3. It Affects Your Self-Esteem
"[When we have] a healthy self-esteem, we realize that multiple components make up our happiness," Shelton says. "Chances are, there could be a number of people who would reasonably meet many of our relationship needs. Instead of focusing on 'the one', we allow relationships to challenge us to learn more about ourselves and empathize with others. We are not looking for the relationship to complete us, but remain open to relationships that empower and strengthen us, not giving up on love if our first relationship or the 'love of our life' relationship doesn’t work out."
4. You Might Make A Hasty Judgment About Your Partner
"In the early phase of a relationship, your brain is producing neurotransmitters, you are feeling elated, and you can think of nothing else but how in love you are," says Rhonda Milrad, founder and Chief Relationship Advisor at Relationup. "You tend to idealize your partner — exaggerating their virtues and denying their flaws. Given that your assessment of 'the one' is coming during a time when you are love-stuck, it is easy to get it wrong. And it can be very problematic to make impulsive decisions based on this conclusion."
5. You'll Be Discouraged If Things Don't Work Out
"Believing that there is such as thing as 'The One' can lead you to think that you only have one chance of finding him/her," Milrad says. "Consequently, your fear that there is no one else out there for you may keep you invested in trying to make an unhealthy relationship work."

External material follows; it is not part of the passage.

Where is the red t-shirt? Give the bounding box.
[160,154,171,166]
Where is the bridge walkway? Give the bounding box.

Sh*t happens, and things don't always work out for any number of reasons. In the event you're divorced or widowed, you deserve to feel optimistic about finding love later in life, and you shouldn't think there's no hope after losing someone you'd considered your one and only soulmate.
6. You Might Run At The First Sign Of Conflict
"Believing that there is a 'soulmate' who will never disappoint or hurt us is completely unrealistic," says Lesli Doares, a Couples Consultant & Coach. "In addition, the fantasy of 'The One' implies that if we can find that singular person then there will be no challenges in the relationship, ever. If there are challenges then, ipso facto, the person isn’t 'The One' and we need to move on." Bottom line? That's simply not true. All relationships take dedication and hard work, and arguing with a significant other occasionally doesn't mean they aren't a compatible partner for you.
7. It Takes Away Your Agency
"Soulmates are something you can become through work, ongoing communication, clear expression of needs, negotiation and commitment — you’ll never find a soulmate," Astroglide's Resident Sexologist, Dr. Jess, tells Bustle. "Relationships don’t work out because you’re 'meant to be'; you can choose to make a relationship work or not work. This choice/agency is empowering and lays the groundwork for a much healthier relationship than so-called fate."